In the present study, the suitability of combining MMSE and CDT for identifying individuals with adverse outcomes was examined. Our results showed that MMSE + CDT was not ideal for discrimination among total patients. However, it was relatively useful when combined additionally with the Fried phenotype for identifying adverse outcomes in older male patients with CVD. The AUC value obtained for the MMSE + CDT + Fried phenotype in all patients was 0.65, and the AUC for men was 0.71, while that for women was 0.60.
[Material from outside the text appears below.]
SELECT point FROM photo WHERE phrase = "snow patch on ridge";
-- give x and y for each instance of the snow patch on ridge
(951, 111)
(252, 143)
We believe that several factors contributed to these gender differences. First, the number of elderly non-married women was greater than that of men, especially in the CI and CF groups; the loss of a spouse is associated with a marked decline in memory in older adults and has an independent effect on memory functioning [45], which causes them to further lose the support of their families and makes it less convenient for them to be hospitalized and seek medical advice. Second, elderly women are less economically independent, which leads to difficulty in seeking medical help, and their exposure to stimulating environments might be limited. Finally, some studies have shown that women with cognitive impairment have greater longitudinal rates of cognitive and functional progression than men, the conjecture being that this might induce changes in carers’ attitudes to protect the women [46]. Further research on gender differences and adverse outcomes should be performed in the future.
Study limitations
Several limitations associated with the present study warrant mention. First, this was a cross-sectional study with a short-term follow-up, and there were four deaths, so the guidance concerning the short-term prognosis focused on the non-elective hospital readmission; however, a longer-term follow-up study in this population is currently being conducted by our group. Second, these data were collected from patients at one hospital, so the results may not necessarily be directly transferable to patients from different locations, although this approach allowed for the more convenient follow-up of these patients. Third, the study only included hospitalized patients, so nothing can be inferred from this study about elderly people living in the community. In addition, the small sample size is the main reason why we did not conduct a subgroup analysis of single diseases. Fourth, with the limited length of stay, we did not have an accurate assessment of sarcopenia. Finally, the combination of MMSE and CDT is not a very sensitive means of detecting subtle impairments of cognitive function, so we may have underestimated the proportion of people with cognitive impairment in the present study.